Der Rechtswissenschaftler Professor Henning Tappe (Universität Trier) hingegen betonte, dass unmittelbar aus dem Urteil für den Kernhaushalt – abseits vom Wirtschaftsplan des Klima- und Transformationsfonds – nur „redaktionelle Änderungsbedarfe“ bestünden. Eine andere Frage sei indes, wie man auf die fehlenden 60 Milliarden Euro reagieren wolle, sagte der von Fraktion Bündnis 90/Die Grünen benannte Sachverständige.
Der Rechtswissenschaftler Professor Alexander Thiel (BSP Business & Law School) Berlin führte aus, dass das Grundgesetz zwar ermögliche, einen Haushalt auch nach Beginn des Haushaltsjahres zu verabschieden. Wünschenswert sei aber, dies nicht zu tun.
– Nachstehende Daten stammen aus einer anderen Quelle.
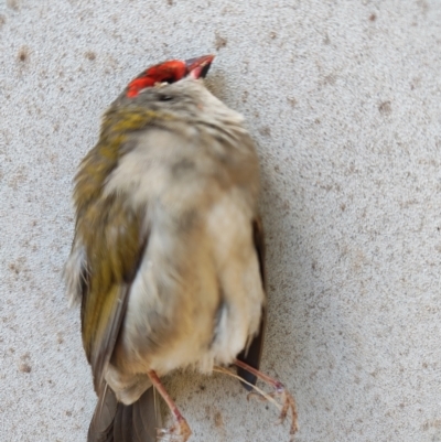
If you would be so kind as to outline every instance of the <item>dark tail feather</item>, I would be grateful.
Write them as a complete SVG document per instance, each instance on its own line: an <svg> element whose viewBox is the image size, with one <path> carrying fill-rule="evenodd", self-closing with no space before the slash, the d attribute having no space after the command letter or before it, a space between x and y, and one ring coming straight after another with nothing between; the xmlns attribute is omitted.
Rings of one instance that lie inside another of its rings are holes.
<svg viewBox="0 0 441 442"><path fill-rule="evenodd" d="M262 313L262 321L260 323L260 331L257 336L254 337L251 344L249 345L248 349L241 352L237 358L245 364L248 364L252 368L259 369L260 366L260 357L263 347L263 333L265 333L265 312ZM257 378L255 375L251 375L249 371L245 370L244 368L237 367L237 374L245 379L247 382L251 385L256 385ZM250 391L252 388L241 382L241 385Z"/></svg>
<svg viewBox="0 0 441 442"><path fill-rule="evenodd" d="M154 388L149 388L131 406L125 406L107 387L103 398L98 399L87 442L155 442L161 427Z"/></svg>

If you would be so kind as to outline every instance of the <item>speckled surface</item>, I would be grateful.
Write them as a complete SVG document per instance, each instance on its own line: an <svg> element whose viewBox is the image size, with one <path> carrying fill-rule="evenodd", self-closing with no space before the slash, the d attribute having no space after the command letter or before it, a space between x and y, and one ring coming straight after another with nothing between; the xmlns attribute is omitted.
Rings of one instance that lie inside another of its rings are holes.
<svg viewBox="0 0 441 442"><path fill-rule="evenodd" d="M0 2L0 440L85 441L61 270L72 179L143 67L214 52L262 162L262 368L299 442L441 441L441 2ZM237 381L166 379L192 441L288 441Z"/></svg>

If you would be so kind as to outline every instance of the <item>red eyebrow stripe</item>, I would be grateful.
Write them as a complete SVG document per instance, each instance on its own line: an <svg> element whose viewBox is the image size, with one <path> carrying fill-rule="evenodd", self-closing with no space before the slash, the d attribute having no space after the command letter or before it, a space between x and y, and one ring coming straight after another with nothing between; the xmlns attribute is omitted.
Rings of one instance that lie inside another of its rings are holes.
<svg viewBox="0 0 441 442"><path fill-rule="evenodd" d="M152 87L155 83L162 83L164 80L178 82L187 74L185 62L180 60L171 60L165 63L158 64L149 67L144 74L138 78L135 78L128 85L127 97L137 97L141 89L146 87Z"/></svg>
<svg viewBox="0 0 441 442"><path fill-rule="evenodd" d="M135 78L129 84L129 90L127 91L127 96L129 98L133 98L139 94L141 89L154 86L154 83L155 83L154 79L150 77Z"/></svg>

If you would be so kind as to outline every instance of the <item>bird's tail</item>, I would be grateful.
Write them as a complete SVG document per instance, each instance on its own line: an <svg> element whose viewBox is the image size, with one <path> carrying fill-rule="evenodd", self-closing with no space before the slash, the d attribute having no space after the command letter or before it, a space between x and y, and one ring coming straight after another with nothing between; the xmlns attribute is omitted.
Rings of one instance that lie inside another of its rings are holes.
<svg viewBox="0 0 441 442"><path fill-rule="evenodd" d="M132 405L125 406L106 386L98 399L87 442L157 442L161 428L159 396L153 387Z"/></svg>

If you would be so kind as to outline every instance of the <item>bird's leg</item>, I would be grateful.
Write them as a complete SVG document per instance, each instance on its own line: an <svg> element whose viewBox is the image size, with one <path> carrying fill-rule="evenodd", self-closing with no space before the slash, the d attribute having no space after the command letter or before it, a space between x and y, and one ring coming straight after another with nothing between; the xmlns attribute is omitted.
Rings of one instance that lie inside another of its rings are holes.
<svg viewBox="0 0 441 442"><path fill-rule="evenodd" d="M154 388L159 391L159 394L164 399L165 403L169 406L170 411L172 412L174 424L170 429L161 429L159 430L159 435L162 438L170 438L172 442L186 442L186 440L191 436L192 430L186 423L185 418L181 414L181 411L178 409L173 399L166 392L165 387L162 385L160 378L157 373L153 370L148 371L149 378L152 381Z"/></svg>
<svg viewBox="0 0 441 442"><path fill-rule="evenodd" d="M249 371L251 375L255 375L258 379L262 380L265 384L270 385L276 391L273 394L270 394L268 396L275 397L278 396L280 397L282 401L282 408L280 411L280 422L283 422L284 419L288 416L288 412L290 411L291 414L291 429L290 433L294 434L298 430L298 416L297 416L297 406L294 398L291 396L291 394L284 388L283 384L280 382L277 379L271 378L268 375L265 375L263 373L257 370L256 368L250 367L248 364L243 363L239 359L236 359L234 364L237 367L244 368L245 370Z"/></svg>

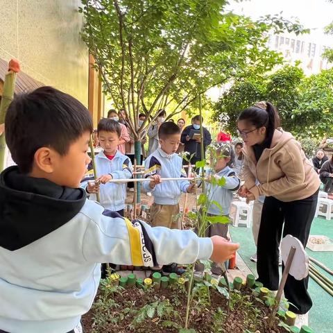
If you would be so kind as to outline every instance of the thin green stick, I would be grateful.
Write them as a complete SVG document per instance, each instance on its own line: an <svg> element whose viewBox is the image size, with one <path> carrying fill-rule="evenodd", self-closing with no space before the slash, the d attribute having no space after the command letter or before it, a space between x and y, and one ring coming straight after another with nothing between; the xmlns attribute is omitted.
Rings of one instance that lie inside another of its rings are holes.
<svg viewBox="0 0 333 333"><path fill-rule="evenodd" d="M8 64L8 72L3 81L3 91L0 103L0 123L4 123L9 105L14 99L16 74L19 71L19 64L12 59ZM0 135L0 172L5 168L6 138L5 133Z"/></svg>
<svg viewBox="0 0 333 333"><path fill-rule="evenodd" d="M90 151L92 153L92 169L94 169L94 179L95 181L97 179L97 171L96 169L96 163L95 163L95 152L94 151L94 144L92 143L92 134L90 135L90 140L89 141L89 146L90 147ZM99 197L99 192L96 194L96 198L99 203L101 202L101 198Z"/></svg>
Er halte die Verabschiedung „trotz der Komplexität“ für machbar, sagte der von der SPD-Fraktion benannte Sachverständige.
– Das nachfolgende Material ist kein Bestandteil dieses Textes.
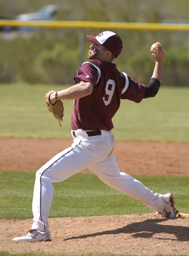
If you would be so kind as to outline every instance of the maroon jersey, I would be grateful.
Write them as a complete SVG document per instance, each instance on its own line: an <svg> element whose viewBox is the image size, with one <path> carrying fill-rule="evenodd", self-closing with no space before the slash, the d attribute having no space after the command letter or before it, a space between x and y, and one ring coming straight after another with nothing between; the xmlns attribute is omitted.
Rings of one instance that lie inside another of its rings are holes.
<svg viewBox="0 0 189 256"><path fill-rule="evenodd" d="M84 62L74 77L75 84L90 82L91 94L74 100L73 130L105 130L113 128L112 119L119 108L121 99L137 103L143 99L145 86L135 81L116 64L93 60Z"/></svg>

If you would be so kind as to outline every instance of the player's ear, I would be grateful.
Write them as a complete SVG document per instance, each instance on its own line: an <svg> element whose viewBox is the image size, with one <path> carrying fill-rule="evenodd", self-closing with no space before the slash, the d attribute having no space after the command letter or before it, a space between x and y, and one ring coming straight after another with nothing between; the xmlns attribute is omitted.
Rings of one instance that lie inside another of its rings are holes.
<svg viewBox="0 0 189 256"><path fill-rule="evenodd" d="M111 55L111 52L109 51L107 52L106 53L106 56L109 56L110 55Z"/></svg>

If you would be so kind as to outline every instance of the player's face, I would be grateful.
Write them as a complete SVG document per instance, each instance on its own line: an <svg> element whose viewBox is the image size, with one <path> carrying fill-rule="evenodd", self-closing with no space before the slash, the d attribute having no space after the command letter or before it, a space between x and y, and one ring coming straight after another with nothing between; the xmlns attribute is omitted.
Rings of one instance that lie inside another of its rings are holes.
<svg viewBox="0 0 189 256"><path fill-rule="evenodd" d="M93 44L90 46L90 49L87 55L90 60L99 60L103 58L105 52L103 50L103 47L96 44Z"/></svg>

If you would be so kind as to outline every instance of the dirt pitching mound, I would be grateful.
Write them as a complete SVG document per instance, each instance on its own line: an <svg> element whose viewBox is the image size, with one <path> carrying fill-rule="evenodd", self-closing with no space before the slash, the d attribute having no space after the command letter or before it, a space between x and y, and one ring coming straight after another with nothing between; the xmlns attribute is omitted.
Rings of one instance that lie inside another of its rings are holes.
<svg viewBox="0 0 189 256"><path fill-rule="evenodd" d="M0 220L0 248L9 252L153 255L188 254L189 215L167 220L156 213L49 219L52 242L12 239L27 233L32 220Z"/></svg>

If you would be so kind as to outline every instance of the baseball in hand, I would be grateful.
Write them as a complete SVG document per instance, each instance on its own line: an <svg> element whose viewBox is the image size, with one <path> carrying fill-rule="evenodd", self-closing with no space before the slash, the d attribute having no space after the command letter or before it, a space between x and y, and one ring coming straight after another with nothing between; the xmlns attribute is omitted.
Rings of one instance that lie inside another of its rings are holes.
<svg viewBox="0 0 189 256"><path fill-rule="evenodd" d="M151 51L154 52L154 53L156 53L157 52L157 47L155 44L153 44L151 46Z"/></svg>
Aus ökonomischer Perspektive sprach sich der Wirtschaftswissenschaftler Professor Jens Südekum (Heinrich-Heine-Universität Düsseldorf) für eine Verabschiedung des Haushaltes 2024 aus. Weitergehende Fragen ließen sich gegebenenfalls über einen Nachtragshaushalt klären. Südekum führt aus, dass durch das Urteil sowie dessen Folgen für den KTF und die darin enthaltenen Programme Verunsicherung bei Unternehmen und Privathaushalten entstehen werde. Die im KTF enthaltenen Projekte seien aber weiterhin notwendig und müssten rechtssicher dargestellt werden, sagte der ebenfalls von der SPD-Fraktion benannte Sachverständige.
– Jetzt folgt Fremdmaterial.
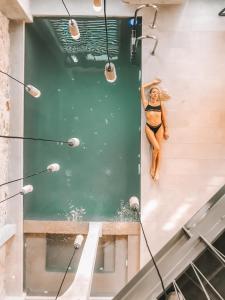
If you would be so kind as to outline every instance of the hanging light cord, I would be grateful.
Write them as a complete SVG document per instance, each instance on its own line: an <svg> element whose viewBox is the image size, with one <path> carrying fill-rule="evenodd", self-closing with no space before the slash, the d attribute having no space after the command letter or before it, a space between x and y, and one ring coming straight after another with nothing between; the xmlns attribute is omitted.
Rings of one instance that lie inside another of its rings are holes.
<svg viewBox="0 0 225 300"><path fill-rule="evenodd" d="M18 83L22 84L23 86L27 87L27 85L26 85L26 84L24 84L24 83L23 83L23 82L21 82L20 80L16 79L15 77L13 77L13 76L9 75L8 73L6 73L6 72L4 72L4 71L2 71L2 70L0 70L0 73L2 73L2 74L5 74L5 75L9 76L9 77L10 77L10 78L12 78L13 80L15 80L15 81L17 81Z"/></svg>
<svg viewBox="0 0 225 300"><path fill-rule="evenodd" d="M42 173L45 173L45 172L48 172L48 170L46 169L46 170L43 170L43 171L40 171L40 172L36 172L32 175L28 175L26 177L22 177L22 178L18 178L18 179L15 179L15 180L8 181L8 182L4 182L4 183L0 184L0 187L3 186L3 185L6 185L6 184L12 183L12 182L16 182L16 181L19 181L19 180L27 179L27 178L42 174Z"/></svg>
<svg viewBox="0 0 225 300"><path fill-rule="evenodd" d="M158 273L158 276L159 276L159 279L160 279L160 282L161 282L161 285L162 285L163 293L164 293L164 296L165 296L165 300L167 300L167 299L168 299L168 295L167 295L167 292L166 292L166 289L165 289L165 286L164 286L164 283L163 283L162 275L160 274L159 268L158 268L158 266L157 266L157 264L156 264L156 261L155 261L155 259L154 259L154 256L152 255L151 249L150 249L149 244L148 244L147 237L146 237L146 235L145 235L144 227L143 227L142 222L141 222L140 214L139 214L138 211L137 211L137 216L138 216L138 221L139 221L139 223L140 223L140 225L141 225L141 230L142 230L142 233L143 233L143 236L144 236L144 240L145 240L146 246L147 246L147 248L148 248L148 252L149 252L150 255L151 255L153 264L154 264L154 266L155 266L155 268L156 268L156 271L157 271L157 273Z"/></svg>
<svg viewBox="0 0 225 300"><path fill-rule="evenodd" d="M70 267L70 265L71 265L71 262L72 262L72 260L73 260L74 255L75 255L75 252L76 252L76 248L74 247L73 254L72 254L71 258L70 258L70 261L69 261L69 264L68 264L68 266L67 266L66 272L64 273L64 276L63 276L62 282L61 282L61 284L60 284L58 293L57 293L57 295L56 295L56 297L55 297L55 300L58 299L59 293L60 293L60 291L61 291L61 289L62 289L64 280L65 280L66 275L67 275L67 273L68 273L68 271L69 271L69 267Z"/></svg>
<svg viewBox="0 0 225 300"><path fill-rule="evenodd" d="M11 199L11 198L14 198L14 197L16 197L16 196L18 196L18 195L20 195L20 194L21 194L21 193L19 192L19 193L15 194L15 195L12 195L12 196L10 196L10 197L8 197L8 198L6 198L6 199L0 201L0 203L5 202L5 201L7 201L7 200L9 200L9 199Z"/></svg>
<svg viewBox="0 0 225 300"><path fill-rule="evenodd" d="M31 137L23 137L23 136L0 135L0 138L6 138L6 139L21 139L21 140L32 140L32 141L44 141L44 142L53 142L53 143L63 143L63 144L68 144L68 142L65 142L65 141L57 141L57 140L49 140L49 139L39 139L39 138L31 138Z"/></svg>
<svg viewBox="0 0 225 300"><path fill-rule="evenodd" d="M107 27L107 18L106 18L106 0L104 0L104 19L105 19L105 37L106 37L106 52L109 63L109 70L111 69L110 60L109 60L109 43L108 43L108 27Z"/></svg>
<svg viewBox="0 0 225 300"><path fill-rule="evenodd" d="M62 3L63 3L63 5L64 5L64 7L65 7L65 9L66 9L66 11L67 11L67 13L68 13L68 15L69 15L69 17L71 18L71 16L70 16L70 12L68 11L68 8L66 7L66 4L65 4L65 2L62 0Z"/></svg>

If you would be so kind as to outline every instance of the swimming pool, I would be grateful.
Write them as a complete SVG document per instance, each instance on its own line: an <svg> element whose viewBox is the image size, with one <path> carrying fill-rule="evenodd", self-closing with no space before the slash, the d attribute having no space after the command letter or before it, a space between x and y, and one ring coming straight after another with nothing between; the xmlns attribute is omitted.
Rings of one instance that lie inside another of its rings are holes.
<svg viewBox="0 0 225 300"><path fill-rule="evenodd" d="M79 44L68 39L65 18L26 25L25 78L42 96L25 95L24 135L78 137L81 144L25 141L24 175L61 165L57 174L27 180L34 192L25 199L25 219L131 220L127 203L140 189L140 62L130 63L128 19L110 18L117 81L106 82L103 20L77 21Z"/></svg>

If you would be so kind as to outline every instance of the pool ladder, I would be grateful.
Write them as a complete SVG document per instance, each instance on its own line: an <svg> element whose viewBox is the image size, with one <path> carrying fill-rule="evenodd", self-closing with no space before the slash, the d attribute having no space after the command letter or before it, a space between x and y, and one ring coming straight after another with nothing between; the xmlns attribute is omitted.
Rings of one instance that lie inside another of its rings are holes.
<svg viewBox="0 0 225 300"><path fill-rule="evenodd" d="M132 25L132 30L131 30L131 47L130 47L131 62L133 62L134 59L135 59L136 52L137 52L137 46L138 46L139 41L142 41L143 39L153 39L153 40L155 40L153 50L151 51L151 55L155 54L155 49L158 45L158 39L154 35L142 35L142 36L137 37L137 14L141 9L146 8L146 7L149 7L151 9L153 8L155 10L153 21L152 21L152 24L150 25L150 28L152 28L152 29L156 28L155 23L156 23L156 19L157 19L157 15L158 15L158 7L156 5L153 5L153 4L140 5L135 10L133 25Z"/></svg>

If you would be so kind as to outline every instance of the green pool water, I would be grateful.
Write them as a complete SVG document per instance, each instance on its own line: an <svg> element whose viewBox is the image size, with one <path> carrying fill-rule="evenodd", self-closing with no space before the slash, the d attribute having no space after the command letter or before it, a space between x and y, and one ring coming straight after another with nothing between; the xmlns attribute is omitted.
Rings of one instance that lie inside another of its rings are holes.
<svg viewBox="0 0 225 300"><path fill-rule="evenodd" d="M140 62L130 62L128 19L111 19L117 81L106 82L106 61L100 60L104 36L99 31L96 39L99 26L88 27L95 20L102 19L78 19L86 43L80 49L65 39L67 28L59 26L65 18L36 18L26 25L25 80L42 95L25 94L24 136L77 137L81 144L24 142L24 176L53 162L61 166L57 173L26 180L34 191L24 198L25 219L133 219L128 200L140 190Z"/></svg>

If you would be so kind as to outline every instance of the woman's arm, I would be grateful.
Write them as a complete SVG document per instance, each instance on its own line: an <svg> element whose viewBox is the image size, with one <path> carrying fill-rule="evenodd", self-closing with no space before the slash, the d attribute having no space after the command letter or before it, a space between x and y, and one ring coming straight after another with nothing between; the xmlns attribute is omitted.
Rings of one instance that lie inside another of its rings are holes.
<svg viewBox="0 0 225 300"><path fill-rule="evenodd" d="M144 108L148 105L148 99L145 97L145 88L151 87L152 85L159 84L161 82L160 79L155 79L149 83L143 83L141 86L141 100Z"/></svg>
<svg viewBox="0 0 225 300"><path fill-rule="evenodd" d="M168 131L168 126L166 121L166 112L165 112L164 104L162 102L161 102L161 110L162 110L162 124L164 128L164 138L167 140L169 138L169 131Z"/></svg>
Ähnliche argumentiert der Wirtschaftswissenschaftler Professor Berthold U. Wigger (Karlsruher Institut für Technologie). Es entstünden „zusätzliche Unsicherheiten“, sagte Wigger mit Verweis auf die wirtschaftliche Lage in Deutschland. Wichtig sei nun die Priorisierung im Haushalt. Steuererhöhungen, um einnahmenseitig zu reagieren, sah der von der FDP-Fraktion benannte Sachverständige skeptisch. Die steuerlichen Rahmenbedingungen beeinflussten die Standortattraktivität – und Deutschland habe in den vergangenen 15 Jahren an Standortattraktivität verloren, so Wigger.
Für eine Priorisierung im Haushalt sprach sich auch der Wirtschaftswissenschaftler Professor Dirk Meyer (Universität der Bundeswehr Hamburg) aus. Eine weitere Möglichkeit sah Meyer unter anderem in der stärkeren Nutzung von Marktmechanismen wie dem CO2-Preis. Würde man langfristig von einer „Verordnungspolitik“ samt Technologielenkung wegkommen, ließen sich Haushaltsmittel freikriegen, sagte der von der AfD-Fraktion benannte Sachverständige.
Insgesamt äußerten sich zehn Sachverständige auf Fragen der Abgeordneten und in schriftlichen Stellungnahmen. Das Video der Anhörung, die Sachverständigenliste und deren Stellungnahmen auf bundestag.de.
Haushaltssperre
Das Bundesfinanzministerium hat die für den Klima- und Transformationsfonds verfügte Haushaltssperre auf nahezu den gesamten Bundeshaushalt ausgeweitet, berichtet die Tagesschau unter dem Titel: „Nach Urteil des Verfassungsgerichts – Finanzministerium weitet Haushaltssperre aus“. Das Bundesfinanzministerium „stoppt die Verpflichtungsermächtigungen in 2023, um Vorbelastungen für kommende Jahre zu vermeiden“.
Regierungserklärung erwartet
Bundeskanzler Olaf Scholz wird sich heute am Dienstag, 28. November 2023, im Rahmen einer 25-minütigen Regierungserklärung zur gegenwärtigen Haushaltslage äußern. Dies wird ab 10 Uhr live im Parlaments-TV übertragen.